# Through Dovetail Joints - Rotate Board or Rotate and Flip?



## LGLDSR73 (Jul 24, 2013)

Greetings,

Hope everyone is well.

I am attempting to make some small boxes ( 5" x 5" x 6") using a Porter Cable 4216 Dovetail Jig.

Whether making Tails or Pins, after the first pass for the second routing on the same piece is the board only rotated 180 degrees or rotated 180 degrees and flipped so the other uncut side is facing you?

Many thanks,

Lyman


----------



## LGLDSR73 (Jul 24, 2013)

Help please?


----------



## Jimarco (May 15, 2015)

Probably the reason no one has replied is because there is more to it and would take a really long how to post to reply. Here is a video of someone using the 4216 I assume he explains/demonstrates the method(s) correctly.
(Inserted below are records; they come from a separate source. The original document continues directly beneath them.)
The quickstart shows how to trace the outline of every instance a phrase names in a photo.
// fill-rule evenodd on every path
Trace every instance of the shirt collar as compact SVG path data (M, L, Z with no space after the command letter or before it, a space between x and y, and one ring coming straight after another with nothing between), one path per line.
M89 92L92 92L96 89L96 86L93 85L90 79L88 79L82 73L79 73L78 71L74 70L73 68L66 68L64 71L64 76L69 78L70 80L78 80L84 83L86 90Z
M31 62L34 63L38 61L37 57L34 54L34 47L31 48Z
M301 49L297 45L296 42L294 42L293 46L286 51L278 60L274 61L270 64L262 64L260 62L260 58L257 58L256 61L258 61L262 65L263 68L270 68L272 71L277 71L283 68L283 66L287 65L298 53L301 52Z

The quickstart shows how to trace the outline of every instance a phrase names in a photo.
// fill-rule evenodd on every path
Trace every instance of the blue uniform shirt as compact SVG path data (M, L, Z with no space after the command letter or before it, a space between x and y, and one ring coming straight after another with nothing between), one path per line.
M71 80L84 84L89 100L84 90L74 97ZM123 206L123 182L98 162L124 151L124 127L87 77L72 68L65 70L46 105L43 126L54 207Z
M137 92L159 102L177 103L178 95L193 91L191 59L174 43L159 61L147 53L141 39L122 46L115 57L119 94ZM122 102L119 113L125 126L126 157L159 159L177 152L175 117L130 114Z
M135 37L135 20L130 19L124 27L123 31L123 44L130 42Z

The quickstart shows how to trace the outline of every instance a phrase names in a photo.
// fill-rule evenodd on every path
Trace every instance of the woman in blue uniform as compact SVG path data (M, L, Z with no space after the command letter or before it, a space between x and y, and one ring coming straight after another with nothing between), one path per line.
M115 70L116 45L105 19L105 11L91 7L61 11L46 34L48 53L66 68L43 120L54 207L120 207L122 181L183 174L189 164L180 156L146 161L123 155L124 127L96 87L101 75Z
Take detailed notes. Good luck.


----------



## LGLDSR73 (Jul 24, 2013)

> Probably the reason no one has replied is because there is more to it and would take a really long how to post to reply. Here is a video of someone using the 4216 I assume he explains/demonstrates the method(s) correctly.
> 
> Take detailed notes. Good luck.
> 
> - Jimarco


Thank you!

Best,

Lyman


----------



## JohnDon (Mar 14, 2015)

Rotate only


----------



## LGLDSR73 (Jul 24, 2013)

> Rotate only
> 
> - JohnDon


Thanks John! I did find this:

TAILS: Lock the first tail piece vertically (inside face out, marked "T") in the jig, PINS: All pin boards are cut with the inside face (marked "P") towards the jig. Remember to always have the inside face toward the jig when cutting the pins.

Thank you!

Lyman


----------



## Loren (May 30, 2008)

In most cases with dovetails you'll have pins on both ends of one board and matching tails on both ends of the other. That's to make boxes. I'm sure there must be some way to have pins on one end and tails on the other end of a board but it would be unorthodox and arguably pointless, plus difficult to put together.


----------



## LGLDSR73 (Jul 24, 2013)

Hi Loren,

Thank you very much and my sincerest apologies for the late reply! I did not receive an email notification saying I had a response but saw that this was waiting when I made another post.

I agree that it would be pointless to have pins one end and tails on the other. I finally figured it out and have everything dialed it to the point where it's actually working very well.

Best,

Lyman


----------



## Jimarco (May 15, 2015)

> Hi Loren,
> 
> Thank you very much and my sincerest apologies for the late reply! I did not receive an email notification saying I had a response but saw that this was waiting when I made another post.
> 
> ...


Good! Now post a picture please.


----------